The preparation of garlic is one of the diversifying aspects of its health effects. Pressing it for oil, chopping or mincing, or fermenting garlic in alcohol all yield different sulfur compounds – each with a potentially different effect on our body’s complex biological systems. The complexities of this research also lie in how these compounds are metabolized within our body, as it’s difficult to pinpoint common mechanisms of action for these molecules. All of these complications help to explain why studies of garlic’s effects on humans have had inconsistent results.
“When it comes to human intervention studies, there’s been quite a lot of disparity,” says Rose. “Sometimes the consumption of and exposure to these compounds has biological effects, and other times, it does nothing.
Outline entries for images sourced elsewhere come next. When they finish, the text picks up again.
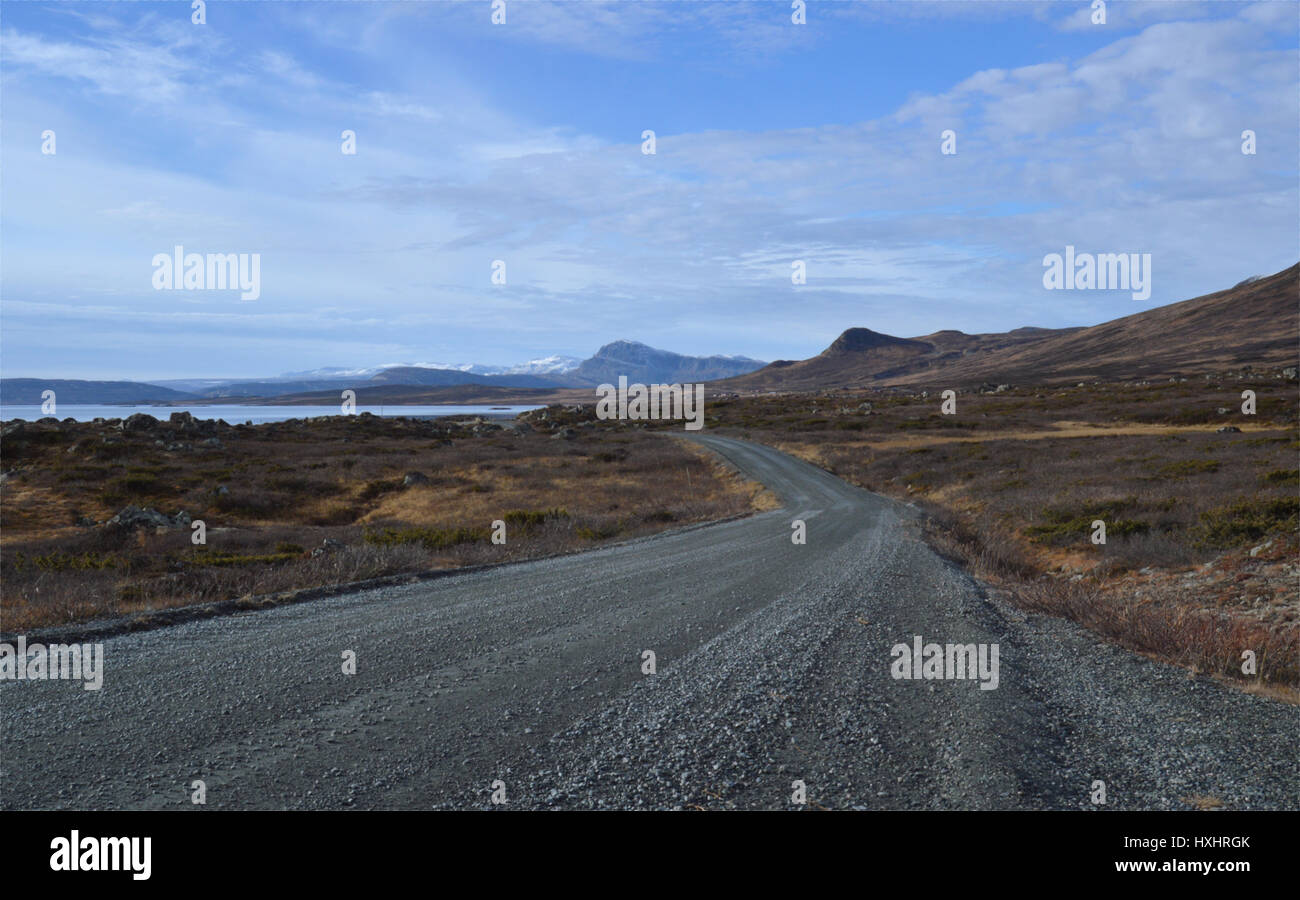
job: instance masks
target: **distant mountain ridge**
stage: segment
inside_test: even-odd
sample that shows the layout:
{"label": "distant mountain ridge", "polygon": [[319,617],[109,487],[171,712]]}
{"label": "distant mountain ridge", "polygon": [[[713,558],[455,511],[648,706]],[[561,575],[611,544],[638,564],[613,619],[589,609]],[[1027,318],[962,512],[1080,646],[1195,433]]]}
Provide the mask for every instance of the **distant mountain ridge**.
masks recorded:
{"label": "distant mountain ridge", "polygon": [[614,341],[567,376],[584,386],[615,384],[620,376],[641,384],[694,384],[745,375],[766,364],[749,356],[684,356],[638,341]]}
{"label": "distant mountain ridge", "polygon": [[1300,264],[1227,290],[1088,328],[941,330],[898,338],[850,328],[824,351],[716,382],[719,390],[1052,384],[1297,364]]}
{"label": "distant mountain ridge", "polygon": [[[326,391],[394,388],[484,388],[523,390],[563,390],[590,388],[620,375],[646,384],[710,381],[742,375],[766,363],[746,356],[685,356],[656,350],[636,341],[615,341],[590,359],[543,356],[519,365],[378,365],[370,368],[324,367],[289,372],[269,378],[169,378],[159,382],[133,381],[47,381],[42,378],[0,378],[0,401],[9,404],[40,403],[40,393],[52,385],[65,403],[183,403],[211,401],[251,401],[300,398]],[[407,391],[411,395],[421,391]],[[428,391],[422,391],[428,393]],[[386,395],[386,394],[385,394]],[[35,399],[31,399],[35,398]]]}

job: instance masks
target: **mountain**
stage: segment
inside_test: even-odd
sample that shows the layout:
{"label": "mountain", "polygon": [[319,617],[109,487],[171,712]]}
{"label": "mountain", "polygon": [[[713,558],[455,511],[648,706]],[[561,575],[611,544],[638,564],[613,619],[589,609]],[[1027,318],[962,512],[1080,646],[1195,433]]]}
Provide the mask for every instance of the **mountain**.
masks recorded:
{"label": "mountain", "polygon": [[194,399],[194,394],[139,381],[0,378],[0,403],[39,406],[47,390],[55,391],[56,403],[183,403]]}
{"label": "mountain", "polygon": [[897,338],[850,328],[819,355],[777,360],[720,381],[719,390],[983,382],[1050,384],[1186,376],[1245,365],[1296,365],[1300,264],[1235,287],[1091,328],[1018,328],[993,334],[942,330]]}
{"label": "mountain", "polygon": [[386,368],[365,381],[374,385],[494,385],[499,388],[555,388],[567,386],[563,376],[546,377],[538,375],[474,375],[455,369],[429,369],[419,365],[398,365]]}
{"label": "mountain", "polygon": [[278,378],[264,378],[264,381],[280,380],[317,380],[317,378],[369,378],[393,369],[439,369],[450,372],[467,372],[469,375],[560,375],[577,368],[581,359],[576,356],[543,356],[530,359],[517,365],[480,365],[478,363],[386,363],[384,365],[370,365],[369,368],[344,368],[342,365],[326,365],[306,372],[286,372]]}
{"label": "mountain", "polygon": [[685,384],[728,378],[763,365],[748,356],[684,356],[637,341],[615,341],[564,377],[580,385],[618,384],[619,376],[641,384]]}

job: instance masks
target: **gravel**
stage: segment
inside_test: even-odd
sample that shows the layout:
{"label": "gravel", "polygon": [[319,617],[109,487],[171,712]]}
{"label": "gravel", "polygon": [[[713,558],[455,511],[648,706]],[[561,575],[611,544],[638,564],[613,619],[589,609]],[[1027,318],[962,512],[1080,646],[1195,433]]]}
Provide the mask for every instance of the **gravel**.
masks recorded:
{"label": "gravel", "polygon": [[[909,506],[694,440],[785,509],[108,639],[101,691],[0,683],[0,806],[190,808],[195,779],[252,809],[1087,809],[1096,780],[1300,806],[1296,708],[1026,615]],[[997,644],[997,689],[894,680],[914,635]]]}

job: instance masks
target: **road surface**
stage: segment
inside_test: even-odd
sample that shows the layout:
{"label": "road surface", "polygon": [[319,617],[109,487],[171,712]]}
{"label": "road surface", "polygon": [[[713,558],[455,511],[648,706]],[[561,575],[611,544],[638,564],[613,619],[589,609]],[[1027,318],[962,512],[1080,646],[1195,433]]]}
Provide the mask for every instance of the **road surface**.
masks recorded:
{"label": "road surface", "polygon": [[[1097,782],[1108,808],[1300,808],[1295,708],[1027,616],[910,507],[697,440],[784,509],[105,640],[101,691],[0,683],[0,805],[195,809],[202,779],[208,809],[794,809],[798,783],[1087,809]],[[915,636],[996,644],[997,688],[894,679]]]}

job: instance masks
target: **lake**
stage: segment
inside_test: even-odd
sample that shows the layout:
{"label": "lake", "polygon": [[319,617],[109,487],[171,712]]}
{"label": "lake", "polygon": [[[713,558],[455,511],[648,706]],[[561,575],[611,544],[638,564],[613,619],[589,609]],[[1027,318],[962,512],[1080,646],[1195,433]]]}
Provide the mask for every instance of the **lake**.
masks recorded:
{"label": "lake", "polygon": [[[359,406],[358,414],[370,412],[382,416],[419,416],[429,419],[433,416],[515,416],[528,410],[538,410],[540,406]],[[225,419],[231,425],[240,425],[251,421],[257,425],[264,421],[285,421],[286,419],[315,419],[318,416],[342,415],[338,403],[332,406],[243,406],[213,404],[213,406],[107,406],[101,403],[60,403],[56,419],[75,419],[77,421],[91,421],[92,419],[125,419],[135,412],[151,415],[155,419],[166,420],[173,412],[190,412],[195,419]],[[46,414],[39,406],[3,406],[0,407],[0,420],[25,419],[35,421],[44,419]]]}

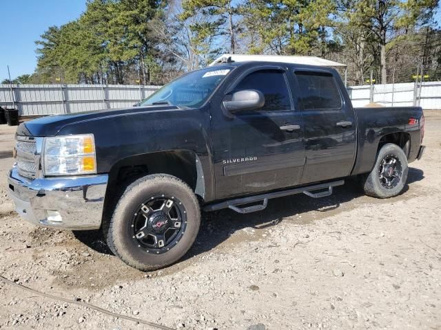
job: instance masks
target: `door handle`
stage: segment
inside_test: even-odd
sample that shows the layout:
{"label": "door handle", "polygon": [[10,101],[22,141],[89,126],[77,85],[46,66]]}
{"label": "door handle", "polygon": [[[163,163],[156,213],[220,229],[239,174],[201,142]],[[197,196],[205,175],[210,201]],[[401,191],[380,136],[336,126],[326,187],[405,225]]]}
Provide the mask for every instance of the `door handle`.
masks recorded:
{"label": "door handle", "polygon": [[349,127],[352,126],[352,122],[338,122],[337,123],[337,126],[340,126],[340,127]]}
{"label": "door handle", "polygon": [[282,131],[287,131],[287,132],[292,132],[300,129],[300,125],[291,125],[287,123],[283,126],[280,126],[280,129]]}

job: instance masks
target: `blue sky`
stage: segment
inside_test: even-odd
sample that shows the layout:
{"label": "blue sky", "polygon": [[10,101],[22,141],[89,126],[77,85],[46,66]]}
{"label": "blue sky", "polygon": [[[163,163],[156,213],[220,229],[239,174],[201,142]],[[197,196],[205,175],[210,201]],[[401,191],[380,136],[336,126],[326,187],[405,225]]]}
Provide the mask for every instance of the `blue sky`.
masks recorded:
{"label": "blue sky", "polygon": [[34,41],[51,25],[78,18],[85,0],[0,0],[0,81],[34,72]]}
{"label": "blue sky", "polygon": [[[0,81],[34,72],[37,65],[34,41],[51,25],[78,18],[85,0],[0,0]],[[441,10],[436,16],[441,22]]]}

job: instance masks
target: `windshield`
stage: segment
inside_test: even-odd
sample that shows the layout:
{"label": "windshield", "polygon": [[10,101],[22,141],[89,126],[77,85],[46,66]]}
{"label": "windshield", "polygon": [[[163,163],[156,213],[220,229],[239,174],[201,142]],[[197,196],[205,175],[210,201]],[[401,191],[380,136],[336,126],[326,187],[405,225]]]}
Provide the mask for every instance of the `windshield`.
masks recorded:
{"label": "windshield", "polygon": [[233,69],[209,67],[194,71],[170,82],[141,102],[141,105],[172,104],[183,108],[202,105]]}

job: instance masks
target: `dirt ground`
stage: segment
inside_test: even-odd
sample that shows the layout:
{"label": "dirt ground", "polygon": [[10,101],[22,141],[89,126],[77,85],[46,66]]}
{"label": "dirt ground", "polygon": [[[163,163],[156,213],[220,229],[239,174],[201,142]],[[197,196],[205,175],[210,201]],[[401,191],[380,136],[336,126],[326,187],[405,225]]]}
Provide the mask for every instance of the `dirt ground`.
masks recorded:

I think it needs reinvestigating, just because of the sheer complexity of the diversity of these sorts of compounds and the different distribution of them between different garlic products.”
For Rose and his colleagues, the most interesting aspect of this food-turned-medicine is how its sulfur compounds could affect gaseous signaling molecules such as nitric oxide and hydrogen sulfide, which our body naturally produces. These signaling molecules play a vital role in cell communication and maintaining homeostasis. It has been found that altered levels of the molecules are present in many diseases.
Recent research has found a connection between the types of sulfur compounds found in garlic to increased production of gaseous signaling molecules, which could mean that this is the common mechanism through which different sulfur compounds affect our bodies.
“There is a lot of possibility within this area for finding approaches that could reduce the risk of diseases and improve human health, but it all comes back to those fundamental questions of what actually happens to these compounds when we metabolize them,” Rose explains. “There’s a whole spectrum of human work that still needs to be done to further explore some of these weird and wonderful sulfur compounds that we find within our diets.”